A categoria 200 cc em Mario Kart destacou-se pela velocidade, mas muitas pistas não estavam preparadas para o andamento adicional. Em Fast Racing Neo, pese embora as inúmeras armadilhas e algumas secções menos rápidas, não há uma única pista que esteja em divergência diante do ritmo avassalador das naves. O design dos circuitos está muito bem conseguido. Existe diversidade de cenários (montanha, neve, deserto, selva planície, zona industrial, etc), perfazendo 16 circuitos muito bem realizados, cheios de secções memoráveis, com muitas luzes, cores contrastantes e uma dimensão assinalável, típica dos grandes jogos arcade. E os obstáculos não são apenas os adversários. Existem obstáculos naturais como imensos pedregulhos que rolam montanha abaixo, ventoinhas gigantes, inúmeras falhas no asfalto que forçam saltos épicos e até uma aranha gigante que à volta do circuito vai picando o asfalto, podendo atingir as naves. Há uma constante necessidade de atenção, e a precisão e rapidez com que nos desviamos destes obstáculos pode ditar sucesso em toda a linha ou uma derrota clara.
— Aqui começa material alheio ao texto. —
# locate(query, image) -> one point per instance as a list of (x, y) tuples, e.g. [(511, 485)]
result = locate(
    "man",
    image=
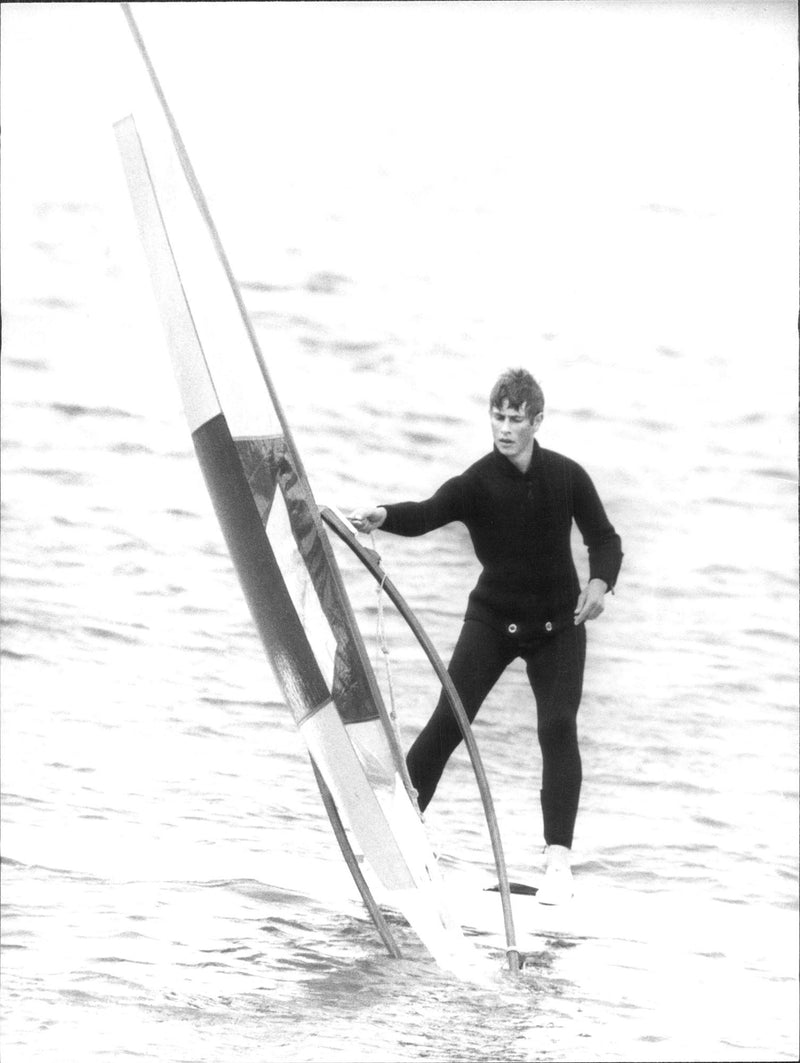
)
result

A saída de pista prolongada pode levar à desintegração da nave, assim como o embate contra uma rocha, um contentor ou uma estrutura após um salto mal realizado. Nesse caso recuámos para o ponto anterior e a perda de tempo é ainda maior. Como se não bastasse o abrandamento e a perda de tempo, voltar atrás parece-nos uma punição não muito justa. Nos troféus de dificuldade elevada, um acidente pode deitar tudo a perder. A dada altura é imperativo gerir o turbo, escolher o tempo certo para acelerar a fundo e memorizar bem a pista, explorando atalhos e escapando às inúmeras armadilhas. Pena que não haja um mapa da pista, sempre útil para nos ajudar a perceber melhor a curva seguinte ou se nos encontramos numa secção rápida.
A fluidez do jogo é impressionante, não descolando dos 60 fps. Talvez no intuito de preservar esse número, só encontramos nove adversários em pista. De resto, o pelotão tende a circular muito próximo e rapidamente podemos cair da primeira para a última posição. Em F-Zero GX, existem 29 adversários. Em termos de opções multiplayer, o jogo contempla a possibilidade de ecrã dividido até quatro jogadores ou corridas online, com os amigos ou jogadores do território, até 8 participantes. Quanto ao modo Hero, é só para profissionais e perfeccionistas de Fast Racing Neo. Terão que desbloquear todas as ligas do modo carreira, e a competição que terão pela frente é muito mais exigente, nem se dá por concluída com um lugar no pódio. Só a primeira posição interessa.
Destaque para a boa banda sonora, com imensas músicas electrónicas e sonoridades que encaixam bem no "ecosistema". Um conjunto muito bem conseguido e coeso, e uma abordagem marcante em termos de design, parecendo um jogo simples mas elegante e equipado a rigor. Por 15 euros terão a correr no GamePad da Wii U uma das surpresas deste final de ano e um saudável rival de Mario Kart 8. A Shin'en é um pequeno estúdio que desta vez se agigantou e conseguiu competir com os grandes, mesmo com os parcos recursos. Às vezes é assim, quando menos se espera algo de bom acontece e Fast Racing Neo é um dos jogos bons deste final de ano, e de 2015.